However, if max-age (or corollary s-maxmag for public caches) is set, its value overrules Expires.
- The
Last-Modified header indicates when the asset last
changed — again, in GMT. As mentioned, this header is used very often to validate the contents of a cache.
Hence, for purposes of caching assets that PHP generates, you must set one or more of
the headers Cache-Control, Expires, or Last-Modified. (To learn why
you cannot control a cache sufficiently from HTML, see "Why the
meta-tag isn't enough.")
Building and installing Varnish
To watch the HTTP headers in action, let's build, install, and run an HTTP reverse
proxy to cache the output of a small PHP application. Varnish is a relatively new, but
very capable, high-performance HTTP reverse proxy. (To learn more, read about Varnish's
construction at the Varnish wiki (see Resources.) Varnish also
provides monitors and a complete scripting language, Varnish Configuration Language
(VCL), to fine-tune behaviors. For instance, the code snippet below directs Varnish to
cache certain file types that typically represent static content:
sub vcl_recv {
if (req.request == "GET" && req.url ~ "\.(gif|jpg|swf|css|js)$") {
lookup;
}
}
|
Like most open source packages, Varnish builds readily on several platforms, including
FreeBSD, Linux®, and Mac OS X. Varnish is also available in binary form for
several systems, if you prefer using a package manager, such as apt or port. This article is based on
Varnish V1.1.2, the latest release as of December 2007.

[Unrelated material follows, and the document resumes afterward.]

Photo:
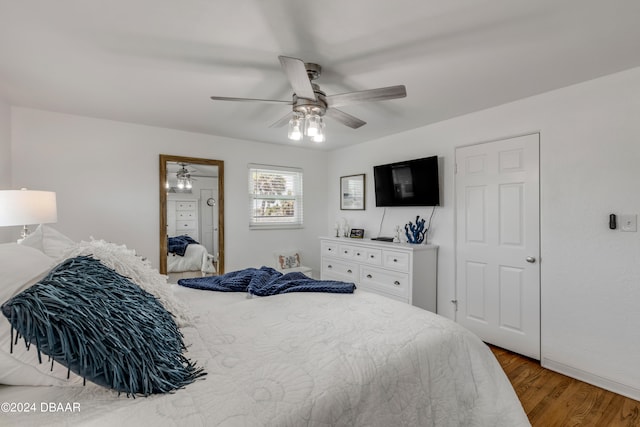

To begin, download the source code from the Varnish Web site (see Resources), unpack the compressed TAR file, and change to the newly
created varnish-1.1.2 directory. Next, run the scripts ./autogen.sh and ./configure, in
that order. (The assumptions of the ./configure script are usually reasonable. However,
to customize the build to suit the specifics of your system, type ./configure --help to see which options are tunable. For example, if
your system keeps locally built binaries in /opt/local rather than /usr/local, you'd
run ./configure --prefix=/opt/local.) Finally, type make && sudo make install.
Listing 1. Building and installing
$ ./autogen.sh
+ aclocal
+ glibtoolize --copy --force
+ autoheader
+ automake --add-missing --copy --foreign
+ autoconf
$ ./configure
checking build system type... powerpc-apple-darwin9.1.0
checking host system type... powerpc-apple-darwin9.1.0
checking target system type... powerpc-apple-darwin9.1.0
checking for a BSD-compatible install... /usr/bin/install -c
checking whether build environment is sane... yes
...
config.status: config.h is unchanged
config.status: executing depfiles commands
$ make && sudo make install
...
/usr/bin/install -c .libs/varnishd /usr/local/sbin/varnishd
...
|
After two or three minutes of compiling C code, the build
process copies a handful of binaries to your local utilities directory. (Notice that
varnishd is copied to /usr/local/sbin by convention because it's a system utility.)
$ ls /usr/local/*bin/v*
/usr/local/bin/varnishadm /usr/local/bin/varnishreplay
/usr/local/bin/varnishhist /usr/local/bin/varnishstat
/usr/local/bin/varnishlog /usr/local/bin/varnishtop
/usr/local/bin/varnishncsa /usr/local/sbin/varnishd
|
The file varnishd, as its name implies, is the Varnish daemon — a perennial
service that caches and serves content from memory. The other utilities listed above
control and monitor the operation of varnishd. For instance, varnishstat continuously
feeds you Varnish statistics. The file varnishadm lets you send administrative commands to varnishd while it's running.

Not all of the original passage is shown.